January’s average mean temperature of 19.8 degrees was just 1.0 degree below normal. Norfolk’s warmest January on record was in 2002 with an average temperature of 31.7 degrees and the coldest was in 1982 with 11.7 degrees. The month’s high temperature of 58 degrees was observed on Jan. 12. This was a record high for that date, beating the old high of 52 set in 1932 and 2017. The low temperature of minus 10 degrees was observed on Jan. 7. There were two low temperature records this month, Jan. 1 with minus 8 tied the previous 1964 record, and the minus 10 on Jan. 12 surpassed the previous record of minus 7 set in 1942.
January’s total precipitation of 5.55 inches was 1.54 inches above normal. Not that impressive, but it was Norfolk’s 16th wettest January in the last 87 years. The wettest January was in 1979 with 11.77 inches. The monthly snowfall total of 20.2 inches was just 0.7 inch below normal. The snowiest January was in 1987 with 50.5 inches.

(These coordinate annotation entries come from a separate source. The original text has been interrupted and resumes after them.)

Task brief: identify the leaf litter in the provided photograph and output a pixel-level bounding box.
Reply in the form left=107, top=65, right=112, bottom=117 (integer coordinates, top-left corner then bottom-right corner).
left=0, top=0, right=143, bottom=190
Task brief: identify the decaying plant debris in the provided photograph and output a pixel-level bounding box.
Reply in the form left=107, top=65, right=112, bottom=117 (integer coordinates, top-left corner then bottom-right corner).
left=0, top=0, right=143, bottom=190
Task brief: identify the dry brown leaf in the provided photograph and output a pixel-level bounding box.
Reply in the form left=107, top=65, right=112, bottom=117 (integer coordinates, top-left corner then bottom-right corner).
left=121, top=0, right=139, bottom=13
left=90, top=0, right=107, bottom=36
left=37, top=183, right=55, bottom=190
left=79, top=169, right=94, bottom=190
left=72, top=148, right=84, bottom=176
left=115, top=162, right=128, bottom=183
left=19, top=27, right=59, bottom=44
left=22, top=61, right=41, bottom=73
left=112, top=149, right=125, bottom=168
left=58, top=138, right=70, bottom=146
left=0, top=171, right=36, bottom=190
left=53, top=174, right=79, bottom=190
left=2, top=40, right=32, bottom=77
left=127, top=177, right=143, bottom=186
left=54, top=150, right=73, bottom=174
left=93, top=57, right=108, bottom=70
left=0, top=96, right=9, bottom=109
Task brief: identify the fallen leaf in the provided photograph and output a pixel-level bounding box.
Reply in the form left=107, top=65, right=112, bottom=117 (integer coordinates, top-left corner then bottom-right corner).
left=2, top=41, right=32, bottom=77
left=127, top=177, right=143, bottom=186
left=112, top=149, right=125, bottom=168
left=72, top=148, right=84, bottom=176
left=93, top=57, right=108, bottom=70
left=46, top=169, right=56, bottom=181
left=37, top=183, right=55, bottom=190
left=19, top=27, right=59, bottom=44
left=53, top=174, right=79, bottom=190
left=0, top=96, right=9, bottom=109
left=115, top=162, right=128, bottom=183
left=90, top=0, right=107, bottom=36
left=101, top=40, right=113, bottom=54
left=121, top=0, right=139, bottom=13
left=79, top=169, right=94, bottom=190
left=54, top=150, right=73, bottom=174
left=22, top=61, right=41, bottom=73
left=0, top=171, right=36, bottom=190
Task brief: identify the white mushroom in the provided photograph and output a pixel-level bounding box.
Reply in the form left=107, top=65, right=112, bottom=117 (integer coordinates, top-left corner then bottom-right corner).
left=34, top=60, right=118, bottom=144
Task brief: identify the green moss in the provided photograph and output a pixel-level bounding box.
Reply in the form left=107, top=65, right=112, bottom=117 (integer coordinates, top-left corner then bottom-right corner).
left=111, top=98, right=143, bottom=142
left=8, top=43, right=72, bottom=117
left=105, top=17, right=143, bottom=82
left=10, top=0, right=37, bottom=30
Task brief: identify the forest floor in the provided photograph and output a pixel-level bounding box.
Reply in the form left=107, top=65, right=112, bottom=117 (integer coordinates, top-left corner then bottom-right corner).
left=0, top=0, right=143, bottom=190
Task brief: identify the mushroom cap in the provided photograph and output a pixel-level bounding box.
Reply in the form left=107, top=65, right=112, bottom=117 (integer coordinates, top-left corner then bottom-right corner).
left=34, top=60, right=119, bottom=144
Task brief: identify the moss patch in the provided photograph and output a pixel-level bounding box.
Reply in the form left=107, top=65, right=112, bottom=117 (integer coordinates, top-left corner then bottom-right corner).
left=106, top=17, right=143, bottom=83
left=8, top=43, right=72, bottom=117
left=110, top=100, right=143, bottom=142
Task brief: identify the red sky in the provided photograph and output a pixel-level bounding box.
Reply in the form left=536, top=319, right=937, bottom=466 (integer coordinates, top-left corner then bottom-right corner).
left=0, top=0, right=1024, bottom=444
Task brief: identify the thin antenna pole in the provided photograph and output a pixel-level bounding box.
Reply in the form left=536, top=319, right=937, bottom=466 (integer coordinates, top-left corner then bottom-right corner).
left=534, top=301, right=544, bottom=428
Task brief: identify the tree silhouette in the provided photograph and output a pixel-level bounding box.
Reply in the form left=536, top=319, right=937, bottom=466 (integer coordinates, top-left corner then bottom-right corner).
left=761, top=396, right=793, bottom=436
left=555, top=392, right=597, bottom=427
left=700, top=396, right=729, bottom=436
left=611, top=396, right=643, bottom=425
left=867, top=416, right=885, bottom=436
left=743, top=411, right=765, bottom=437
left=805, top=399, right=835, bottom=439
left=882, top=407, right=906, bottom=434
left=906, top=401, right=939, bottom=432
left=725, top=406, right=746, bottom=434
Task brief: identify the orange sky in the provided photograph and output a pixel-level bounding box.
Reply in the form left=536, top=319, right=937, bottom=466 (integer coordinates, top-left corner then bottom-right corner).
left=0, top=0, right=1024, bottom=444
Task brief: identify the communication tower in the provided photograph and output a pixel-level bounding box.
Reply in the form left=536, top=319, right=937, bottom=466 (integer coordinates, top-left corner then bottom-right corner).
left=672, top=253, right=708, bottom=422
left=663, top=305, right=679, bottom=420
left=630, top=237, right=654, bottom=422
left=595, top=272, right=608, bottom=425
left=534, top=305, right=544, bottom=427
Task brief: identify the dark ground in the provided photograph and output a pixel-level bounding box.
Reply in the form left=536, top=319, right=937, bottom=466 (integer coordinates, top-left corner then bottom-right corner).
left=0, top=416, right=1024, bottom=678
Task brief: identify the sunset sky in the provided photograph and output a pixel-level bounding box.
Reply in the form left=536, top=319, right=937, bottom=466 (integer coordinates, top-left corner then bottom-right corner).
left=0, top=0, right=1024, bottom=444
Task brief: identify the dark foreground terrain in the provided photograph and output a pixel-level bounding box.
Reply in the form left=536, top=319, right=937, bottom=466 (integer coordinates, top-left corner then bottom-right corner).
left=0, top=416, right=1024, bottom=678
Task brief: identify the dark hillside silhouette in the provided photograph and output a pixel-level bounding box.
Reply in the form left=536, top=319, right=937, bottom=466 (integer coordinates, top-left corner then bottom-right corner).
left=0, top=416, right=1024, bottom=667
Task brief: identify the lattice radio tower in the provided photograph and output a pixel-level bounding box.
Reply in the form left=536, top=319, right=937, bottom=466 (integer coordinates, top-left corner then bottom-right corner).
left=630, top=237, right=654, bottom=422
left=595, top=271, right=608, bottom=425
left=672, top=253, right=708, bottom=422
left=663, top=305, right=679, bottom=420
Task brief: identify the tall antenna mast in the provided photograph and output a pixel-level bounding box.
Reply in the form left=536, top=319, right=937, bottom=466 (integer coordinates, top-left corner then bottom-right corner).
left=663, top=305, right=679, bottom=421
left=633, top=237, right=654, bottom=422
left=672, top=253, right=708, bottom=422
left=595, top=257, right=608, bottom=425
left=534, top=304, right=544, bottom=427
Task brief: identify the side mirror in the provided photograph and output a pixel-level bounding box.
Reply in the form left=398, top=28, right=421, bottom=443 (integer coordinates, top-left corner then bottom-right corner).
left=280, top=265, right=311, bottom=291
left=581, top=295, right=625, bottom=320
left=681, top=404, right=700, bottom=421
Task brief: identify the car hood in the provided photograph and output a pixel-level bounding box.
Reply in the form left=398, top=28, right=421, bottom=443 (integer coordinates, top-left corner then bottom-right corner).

The snowfall for the 2017-18 winter season, October through January, was 36.6 inches, which is 8.8 inches below normal.
The biggest weather story from January was probably the flooding that occurred after the rapid warm-up and heavy rainfall on Jan. 11-13. Going from record lows to record highs in a matter of days, plus getting 2.62 inches of rain on top of our 10 inches of snow on the ground certainly added to flooding concerns. For people along the Housatonic and Connecticut Rivers it was ice jam issues, fairly uncommon for us here in southern New England.
A look at February’s weather through mid-month shows that the wild swings in temperature and some fairly impressive rainfall totals continue to be a factor. Temperatures were running nearly four degrees above normal with precipitation already about a half inch above the normal monthly amount. With record warmth on Feb. 12 and more in the forecast for Feb. 20-22 it seems our up-and-down winter will continue. On the plus side, the February warm-up has resulted in Great Mountain Forest’s second earliest maple sap collection in over 70 years.
Weather observations are recorded by the Great Mountain Forest at Norfolk’s National Weather Service Cooperative Weather Observer Station, Norfolk 2SW.